しかしながら、これらの問題は、十分意思疎通を行っていれば回避できるものであり、両者は根本的な対立関係にはない、むしろ、役割分担の上に立って連携・協力することによって、地域社会にとってより良い成果をもたらすことが可能となるものと考えられる。その際には、地方公共団体(特に市町村)は、両者のコーディネーターとしての役割を果たすことが期待される。
[NPOと自治会等が協力しているケース]
東京都世田谷区のNPO法人「玉川まちづくりハウス」は、自治会に対して、地域に密着した活動を行いたいという働きかけを行い、また、町内会長に理事になってもらい、まちづくり協議会の運営や広報活動等で、地域住民のまちづくり活動を支援している。
大阪府吹田市のNPO「すいた市民環境会議」は、自治会が行う地区公民館の行事である自然教室等の講師を引き受けている。
[自治会等が有志を募り自治会活動と切り離した形でNPO活動を行っているケース]
群馬県前橋市のNPO法員「広瀬サンポート」は、広瀬町3丁目自治会が母体となって発足し、高齢者への給食サービスや児童文庫の運営を行っている。(自治会活動と位置づけると参加を強いることとなり、不満が出て長続きしないという理由から自治会と切り離した。)
(3) NPOの意義
今日、NPO(特に2(1)3]のNPO)には大きな期待が寄せられているところであるが、前述のとおり、諸外国からみれば、既存の社団法人、財団法人、協同組合等もNPOの一種であり、日本には既に多数のNPOが存在することになる。こうした状況に照らせば、NPO(特に2(1)3]のNPO)に対して現在寄せられている期待は過剰な面がある可能性も否定できない。
しかしながら、NPOに意味がないわけでは決してなく、以下の面からみて、重要な役割を有するものと評価できる。
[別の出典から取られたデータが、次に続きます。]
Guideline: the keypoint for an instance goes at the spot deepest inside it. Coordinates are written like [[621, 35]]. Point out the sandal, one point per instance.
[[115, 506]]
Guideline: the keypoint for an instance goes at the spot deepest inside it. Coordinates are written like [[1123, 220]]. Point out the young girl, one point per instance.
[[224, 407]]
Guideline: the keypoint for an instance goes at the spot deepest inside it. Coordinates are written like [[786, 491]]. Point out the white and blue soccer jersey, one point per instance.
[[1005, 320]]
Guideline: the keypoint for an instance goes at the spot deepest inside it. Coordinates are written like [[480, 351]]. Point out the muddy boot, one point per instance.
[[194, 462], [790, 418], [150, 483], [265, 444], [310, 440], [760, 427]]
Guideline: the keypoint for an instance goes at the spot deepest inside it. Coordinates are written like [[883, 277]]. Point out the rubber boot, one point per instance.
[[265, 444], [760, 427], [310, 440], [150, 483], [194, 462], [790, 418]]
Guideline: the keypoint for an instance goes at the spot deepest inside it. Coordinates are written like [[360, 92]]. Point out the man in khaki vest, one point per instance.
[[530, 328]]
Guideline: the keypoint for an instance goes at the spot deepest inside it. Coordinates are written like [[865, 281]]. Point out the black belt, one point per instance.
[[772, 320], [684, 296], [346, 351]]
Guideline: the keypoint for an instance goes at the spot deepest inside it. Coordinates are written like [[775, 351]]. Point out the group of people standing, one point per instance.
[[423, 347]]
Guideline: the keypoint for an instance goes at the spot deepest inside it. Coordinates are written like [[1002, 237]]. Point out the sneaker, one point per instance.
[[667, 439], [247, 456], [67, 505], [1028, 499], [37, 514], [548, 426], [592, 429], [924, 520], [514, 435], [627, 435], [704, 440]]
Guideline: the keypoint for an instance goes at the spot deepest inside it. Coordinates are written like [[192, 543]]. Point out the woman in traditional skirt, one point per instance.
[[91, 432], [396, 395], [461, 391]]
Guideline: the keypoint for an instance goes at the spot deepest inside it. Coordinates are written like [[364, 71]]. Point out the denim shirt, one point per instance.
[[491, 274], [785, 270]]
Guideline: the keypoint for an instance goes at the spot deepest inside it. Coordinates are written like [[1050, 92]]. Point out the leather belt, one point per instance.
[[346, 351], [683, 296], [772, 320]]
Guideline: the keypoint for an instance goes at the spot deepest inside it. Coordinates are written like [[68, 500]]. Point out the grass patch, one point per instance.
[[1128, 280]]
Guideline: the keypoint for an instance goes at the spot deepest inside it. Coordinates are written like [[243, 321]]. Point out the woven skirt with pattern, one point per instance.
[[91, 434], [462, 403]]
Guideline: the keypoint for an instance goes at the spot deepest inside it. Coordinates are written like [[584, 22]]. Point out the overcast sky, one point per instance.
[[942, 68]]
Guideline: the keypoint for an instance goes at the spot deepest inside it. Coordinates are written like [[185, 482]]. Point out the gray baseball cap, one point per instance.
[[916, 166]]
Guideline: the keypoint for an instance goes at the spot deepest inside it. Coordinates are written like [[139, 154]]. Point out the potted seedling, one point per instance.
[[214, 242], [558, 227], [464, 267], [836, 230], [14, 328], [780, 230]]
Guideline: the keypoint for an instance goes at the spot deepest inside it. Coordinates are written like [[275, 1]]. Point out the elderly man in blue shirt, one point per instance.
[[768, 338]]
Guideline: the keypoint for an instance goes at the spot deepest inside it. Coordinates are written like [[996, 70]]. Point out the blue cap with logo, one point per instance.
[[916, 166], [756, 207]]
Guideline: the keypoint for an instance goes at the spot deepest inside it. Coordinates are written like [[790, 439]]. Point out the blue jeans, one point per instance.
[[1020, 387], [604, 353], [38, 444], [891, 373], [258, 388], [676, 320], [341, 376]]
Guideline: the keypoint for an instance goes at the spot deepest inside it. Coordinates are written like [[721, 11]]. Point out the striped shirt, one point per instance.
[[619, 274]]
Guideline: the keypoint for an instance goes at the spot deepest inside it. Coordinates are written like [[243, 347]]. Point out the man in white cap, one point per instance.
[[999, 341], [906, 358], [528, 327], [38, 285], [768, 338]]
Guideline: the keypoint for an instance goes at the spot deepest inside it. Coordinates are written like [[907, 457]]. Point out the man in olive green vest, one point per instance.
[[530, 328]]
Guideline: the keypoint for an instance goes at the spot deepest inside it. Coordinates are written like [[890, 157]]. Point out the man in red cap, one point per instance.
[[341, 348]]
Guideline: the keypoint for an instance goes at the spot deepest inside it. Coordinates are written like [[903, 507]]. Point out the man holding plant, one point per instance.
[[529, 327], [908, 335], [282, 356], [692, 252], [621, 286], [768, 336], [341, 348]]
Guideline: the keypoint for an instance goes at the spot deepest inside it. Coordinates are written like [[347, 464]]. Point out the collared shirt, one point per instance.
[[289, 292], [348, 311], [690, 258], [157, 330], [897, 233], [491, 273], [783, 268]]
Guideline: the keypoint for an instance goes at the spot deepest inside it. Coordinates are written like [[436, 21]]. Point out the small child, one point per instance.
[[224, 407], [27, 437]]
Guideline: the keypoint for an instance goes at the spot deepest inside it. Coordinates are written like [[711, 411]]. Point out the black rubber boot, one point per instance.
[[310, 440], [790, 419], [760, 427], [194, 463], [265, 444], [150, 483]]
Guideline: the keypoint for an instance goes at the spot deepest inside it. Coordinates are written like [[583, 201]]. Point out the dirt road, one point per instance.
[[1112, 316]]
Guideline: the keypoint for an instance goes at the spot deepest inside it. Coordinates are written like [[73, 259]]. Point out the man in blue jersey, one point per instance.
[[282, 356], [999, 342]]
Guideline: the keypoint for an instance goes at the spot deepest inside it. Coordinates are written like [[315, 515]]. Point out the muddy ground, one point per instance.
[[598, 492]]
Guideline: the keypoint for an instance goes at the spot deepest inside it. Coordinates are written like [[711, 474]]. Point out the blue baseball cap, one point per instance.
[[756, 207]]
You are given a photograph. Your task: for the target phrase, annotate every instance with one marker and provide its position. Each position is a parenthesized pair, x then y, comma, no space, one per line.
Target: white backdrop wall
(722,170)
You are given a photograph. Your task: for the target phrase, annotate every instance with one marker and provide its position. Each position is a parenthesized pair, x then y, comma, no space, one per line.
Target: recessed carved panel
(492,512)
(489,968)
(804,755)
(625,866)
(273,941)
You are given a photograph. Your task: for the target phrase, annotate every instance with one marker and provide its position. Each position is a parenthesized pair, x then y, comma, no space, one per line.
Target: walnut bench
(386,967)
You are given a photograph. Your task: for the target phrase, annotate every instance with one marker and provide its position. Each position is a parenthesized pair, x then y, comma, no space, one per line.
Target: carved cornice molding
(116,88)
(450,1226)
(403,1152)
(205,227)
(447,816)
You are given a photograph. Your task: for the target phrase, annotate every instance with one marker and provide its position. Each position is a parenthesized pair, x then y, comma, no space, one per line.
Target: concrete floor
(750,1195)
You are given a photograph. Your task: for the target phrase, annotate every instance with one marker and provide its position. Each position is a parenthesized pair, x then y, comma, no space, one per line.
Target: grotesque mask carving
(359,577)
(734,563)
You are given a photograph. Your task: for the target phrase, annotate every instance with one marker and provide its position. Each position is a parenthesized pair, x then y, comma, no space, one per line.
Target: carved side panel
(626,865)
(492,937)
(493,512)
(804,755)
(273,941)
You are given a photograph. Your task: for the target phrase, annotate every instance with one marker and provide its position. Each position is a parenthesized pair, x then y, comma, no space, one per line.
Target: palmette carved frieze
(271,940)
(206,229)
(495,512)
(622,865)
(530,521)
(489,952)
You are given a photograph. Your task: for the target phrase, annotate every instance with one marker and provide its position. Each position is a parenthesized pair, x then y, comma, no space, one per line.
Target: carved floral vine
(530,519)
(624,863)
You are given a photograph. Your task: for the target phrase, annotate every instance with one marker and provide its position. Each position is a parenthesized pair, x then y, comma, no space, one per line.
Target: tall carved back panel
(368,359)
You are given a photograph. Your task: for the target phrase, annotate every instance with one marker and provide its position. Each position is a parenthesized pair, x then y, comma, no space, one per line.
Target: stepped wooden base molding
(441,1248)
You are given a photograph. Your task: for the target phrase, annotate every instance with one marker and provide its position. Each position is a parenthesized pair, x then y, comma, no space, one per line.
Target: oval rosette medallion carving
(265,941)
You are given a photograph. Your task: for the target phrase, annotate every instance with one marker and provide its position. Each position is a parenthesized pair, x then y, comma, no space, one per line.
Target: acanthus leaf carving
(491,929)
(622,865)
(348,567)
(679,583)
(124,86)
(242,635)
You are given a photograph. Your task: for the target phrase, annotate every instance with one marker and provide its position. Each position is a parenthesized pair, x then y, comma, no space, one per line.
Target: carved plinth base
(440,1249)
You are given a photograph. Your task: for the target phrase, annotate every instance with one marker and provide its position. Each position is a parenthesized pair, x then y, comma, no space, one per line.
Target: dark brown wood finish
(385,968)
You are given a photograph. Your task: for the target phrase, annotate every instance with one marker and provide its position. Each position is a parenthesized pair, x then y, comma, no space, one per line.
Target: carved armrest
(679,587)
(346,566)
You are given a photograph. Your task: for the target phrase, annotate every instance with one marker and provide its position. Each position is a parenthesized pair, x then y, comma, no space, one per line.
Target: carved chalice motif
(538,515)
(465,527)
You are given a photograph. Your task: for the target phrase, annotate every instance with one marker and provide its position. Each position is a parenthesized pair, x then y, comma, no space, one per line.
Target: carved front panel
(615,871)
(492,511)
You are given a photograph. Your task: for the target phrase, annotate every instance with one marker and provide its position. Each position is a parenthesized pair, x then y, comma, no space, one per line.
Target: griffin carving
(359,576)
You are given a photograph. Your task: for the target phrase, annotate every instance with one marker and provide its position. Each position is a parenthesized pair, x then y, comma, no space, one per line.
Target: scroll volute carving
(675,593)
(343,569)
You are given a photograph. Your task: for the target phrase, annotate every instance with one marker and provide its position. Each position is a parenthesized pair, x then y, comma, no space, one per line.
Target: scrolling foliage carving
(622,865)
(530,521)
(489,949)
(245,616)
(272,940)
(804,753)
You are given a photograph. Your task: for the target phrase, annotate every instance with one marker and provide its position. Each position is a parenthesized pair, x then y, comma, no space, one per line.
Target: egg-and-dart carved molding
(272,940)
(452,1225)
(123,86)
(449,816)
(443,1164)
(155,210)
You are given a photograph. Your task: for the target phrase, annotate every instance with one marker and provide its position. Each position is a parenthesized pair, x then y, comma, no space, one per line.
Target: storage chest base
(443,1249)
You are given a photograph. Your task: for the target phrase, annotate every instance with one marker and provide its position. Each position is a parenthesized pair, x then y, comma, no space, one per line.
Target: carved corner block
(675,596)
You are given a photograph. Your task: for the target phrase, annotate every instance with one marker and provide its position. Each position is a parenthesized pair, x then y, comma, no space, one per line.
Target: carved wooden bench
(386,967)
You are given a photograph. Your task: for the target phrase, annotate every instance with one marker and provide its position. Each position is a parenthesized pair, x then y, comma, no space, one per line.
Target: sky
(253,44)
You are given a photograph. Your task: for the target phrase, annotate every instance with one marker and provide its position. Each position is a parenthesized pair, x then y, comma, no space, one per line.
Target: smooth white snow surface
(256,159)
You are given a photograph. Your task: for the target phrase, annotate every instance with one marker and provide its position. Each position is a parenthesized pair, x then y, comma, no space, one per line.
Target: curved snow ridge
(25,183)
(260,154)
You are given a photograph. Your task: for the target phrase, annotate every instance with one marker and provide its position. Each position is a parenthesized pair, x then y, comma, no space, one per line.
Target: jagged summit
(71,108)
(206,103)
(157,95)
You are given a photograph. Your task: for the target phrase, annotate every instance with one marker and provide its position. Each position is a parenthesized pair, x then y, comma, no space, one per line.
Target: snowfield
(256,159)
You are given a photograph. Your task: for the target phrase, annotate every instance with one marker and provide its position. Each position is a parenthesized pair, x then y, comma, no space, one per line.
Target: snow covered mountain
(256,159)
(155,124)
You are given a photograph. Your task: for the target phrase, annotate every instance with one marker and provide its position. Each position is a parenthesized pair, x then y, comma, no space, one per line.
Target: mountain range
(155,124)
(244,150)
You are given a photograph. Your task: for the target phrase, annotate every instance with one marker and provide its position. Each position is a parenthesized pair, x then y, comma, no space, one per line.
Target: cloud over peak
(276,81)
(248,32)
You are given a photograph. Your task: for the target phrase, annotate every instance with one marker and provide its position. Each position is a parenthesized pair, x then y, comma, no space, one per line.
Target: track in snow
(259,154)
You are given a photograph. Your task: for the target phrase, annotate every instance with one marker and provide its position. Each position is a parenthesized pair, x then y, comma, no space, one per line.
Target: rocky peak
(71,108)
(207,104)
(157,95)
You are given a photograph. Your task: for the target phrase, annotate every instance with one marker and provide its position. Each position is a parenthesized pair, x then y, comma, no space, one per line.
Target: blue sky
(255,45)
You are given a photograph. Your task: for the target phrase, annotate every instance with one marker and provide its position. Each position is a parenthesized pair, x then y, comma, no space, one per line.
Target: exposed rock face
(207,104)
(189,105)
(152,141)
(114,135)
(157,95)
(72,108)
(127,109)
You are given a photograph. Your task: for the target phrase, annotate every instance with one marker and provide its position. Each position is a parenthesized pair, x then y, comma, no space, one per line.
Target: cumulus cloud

まず、国・地方を通じた財政難の中で、公的部門の担う事務は一定の範囲に限定されざるを得なくなっており、この傾向は今後一層強まるものと考えられる。この結果、公的部門によるサービスから漏れた事務については、地域社会が担わざるを得ない。その主要な担い手として、これまでのところ自治会・町内会がまず挙げられるが、前述のとおり、その活動内容は交通安全、防犯、防災、清掃といった定型的なものに傾きがちである。この枠からはみ出すような新しい分野(例えば子育て支援など)に積極的創造的に取り組むNPO(専門家型・地域活動型とも)が数多く登場してくることが今後期待される。